I also saw you did a video with Thrillist where you talk about Detroit style pizza. Is that weird to see? Because growing up for me that was just square pizza.

I didn’t know it was a thing either, but apparently it is and I had to explain it to them (laughs). The pizza thing is kind of in a gray space because it’s one of those things where part of me is so glad that Buddy’s and Shields are getting recognized on a national level, it’s kind of huge for them, they can expand and hire more people, which is very important in Detroit, and add to Detroit’s footprint, but at the same time it feels like a big branding thing. My biggest fear is that the branding spins out of control, and next thing you know there’s going to be this mall chain (laughs). That’s what I’m worried about. I wouldn’t eat New York style pizza outside of New York, it’s one of those things where, yeah it’s a gimmicky, tourist thing in New York, but it should be exclusive to Detroit. I don’t want to go to a mall or an airport in Las Vegas and see Detroit—

How do you feel about tax incentives for private businesses, like Bedrock receiving 160 million dollars and they don’t have to pay property taxes for thirty years?

It’s hard to kind of talk about that, because working in city government, because government is the arbiter of who get incentives. It’s my personal hope that businesses do things like they used to do, like if you have the money to buy a building, buy it, and then use your own capital to fund it. Like playing Monopoly, if I got like two hundreds and a five hundred and I land on Park Place and I buy it and throw a hotel on it I’m gonna be broke for a minute, but I know that if I run around the board I’m gonna earn my money back. What happened to that? So yeah it does bother me just a little bit, like LCA and the Illitches. But that’s not the decision I make in city government.

With your job are you allowed to freely express your opinion through that platform?

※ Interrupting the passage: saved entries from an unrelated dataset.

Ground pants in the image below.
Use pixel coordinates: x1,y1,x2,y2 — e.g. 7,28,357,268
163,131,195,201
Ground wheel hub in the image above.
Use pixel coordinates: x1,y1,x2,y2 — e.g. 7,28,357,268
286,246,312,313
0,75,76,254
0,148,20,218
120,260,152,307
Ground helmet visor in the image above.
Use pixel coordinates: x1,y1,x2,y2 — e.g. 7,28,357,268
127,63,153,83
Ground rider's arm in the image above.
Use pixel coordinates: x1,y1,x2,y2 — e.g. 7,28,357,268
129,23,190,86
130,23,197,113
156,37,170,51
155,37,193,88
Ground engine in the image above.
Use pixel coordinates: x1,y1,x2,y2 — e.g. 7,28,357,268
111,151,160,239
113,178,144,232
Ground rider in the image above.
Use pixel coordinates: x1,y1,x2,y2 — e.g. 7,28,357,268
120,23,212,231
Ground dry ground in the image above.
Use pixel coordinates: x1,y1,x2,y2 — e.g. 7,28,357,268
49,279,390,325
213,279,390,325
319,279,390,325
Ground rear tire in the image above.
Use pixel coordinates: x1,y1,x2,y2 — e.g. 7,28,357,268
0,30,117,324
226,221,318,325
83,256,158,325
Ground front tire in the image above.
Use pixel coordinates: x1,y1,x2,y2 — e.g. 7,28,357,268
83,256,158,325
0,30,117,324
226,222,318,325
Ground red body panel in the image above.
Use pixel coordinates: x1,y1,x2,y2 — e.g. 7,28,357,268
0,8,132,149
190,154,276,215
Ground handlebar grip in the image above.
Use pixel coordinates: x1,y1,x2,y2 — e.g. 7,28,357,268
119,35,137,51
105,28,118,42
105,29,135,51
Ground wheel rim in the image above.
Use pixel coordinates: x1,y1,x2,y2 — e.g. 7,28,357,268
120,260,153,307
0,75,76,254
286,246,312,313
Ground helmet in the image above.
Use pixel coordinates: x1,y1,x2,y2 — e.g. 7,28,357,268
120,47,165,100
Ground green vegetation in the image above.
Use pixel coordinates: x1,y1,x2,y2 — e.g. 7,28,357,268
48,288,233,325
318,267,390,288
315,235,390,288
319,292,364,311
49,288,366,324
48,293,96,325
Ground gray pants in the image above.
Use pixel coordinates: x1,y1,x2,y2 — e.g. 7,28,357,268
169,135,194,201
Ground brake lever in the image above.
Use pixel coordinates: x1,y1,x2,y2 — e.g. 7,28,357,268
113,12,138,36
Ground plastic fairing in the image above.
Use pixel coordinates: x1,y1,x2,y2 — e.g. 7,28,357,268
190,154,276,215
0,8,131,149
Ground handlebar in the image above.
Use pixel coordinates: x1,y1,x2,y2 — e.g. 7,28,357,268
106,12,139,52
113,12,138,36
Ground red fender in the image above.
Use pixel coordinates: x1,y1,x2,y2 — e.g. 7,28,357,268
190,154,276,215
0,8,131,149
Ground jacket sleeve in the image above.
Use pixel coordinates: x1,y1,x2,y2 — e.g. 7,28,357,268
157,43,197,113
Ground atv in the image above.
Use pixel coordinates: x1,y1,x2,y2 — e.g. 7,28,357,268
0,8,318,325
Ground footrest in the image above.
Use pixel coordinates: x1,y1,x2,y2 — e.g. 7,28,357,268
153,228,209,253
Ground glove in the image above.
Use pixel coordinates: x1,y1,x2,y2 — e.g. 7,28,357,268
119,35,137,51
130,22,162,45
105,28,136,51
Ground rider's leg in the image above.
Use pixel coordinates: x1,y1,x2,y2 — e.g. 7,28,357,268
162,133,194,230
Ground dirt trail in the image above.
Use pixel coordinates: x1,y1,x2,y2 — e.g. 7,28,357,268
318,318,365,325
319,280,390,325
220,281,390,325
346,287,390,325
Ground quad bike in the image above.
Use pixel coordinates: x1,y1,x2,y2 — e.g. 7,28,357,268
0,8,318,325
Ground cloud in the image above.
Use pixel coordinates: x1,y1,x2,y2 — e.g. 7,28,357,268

Not with that platform. I’ll say that I can’t throw my own co-workers under the bus because I disagree with something. But on the other hand we try to look at things proactively across every level of government. If ‘x’ company gets ‘x’ amount of incentives but is predicted to make twice or three times that, and the net positive is ‘x’ amount of jobs for this population, and ‘x’ amount of property taxes for this, then eventually it’s incentives becoming an afterthought because they’re being paid down, then is that the model we go with it? It’s one of those things where, I don’t think any city government nationwide has the perfect model for how this works, we just kind of go with what’s best. Maybe twenty or thirty years from now, like what happened with Poletown. I guess that’s why you can’t criticize it, we don’t know what will happen twenty or thirty years from now. Poletown thirty years ago seemed like a good idea on paper—bulldoze a rundown neighborhood, build a new factory, and employ all the people that lived there—seems like everything is going to work out fine, but thirty years later now the property is about to shut down, the neighborhood didn’t come back like it was supposed to. Maybe thirty years ago they were thinking thirty years from then it was going to be great. That’s why when we look at how these incentives work, I think its always too soon to say “well if we go one way or it could go another way…”, but we won’t know for another thirty years. And every city is different, you can’t always compare what happen in Austin to Detroit. Like Amazon for example, it might be a disaster in one city, but it might be a God-send for another. You never know until the dust settles.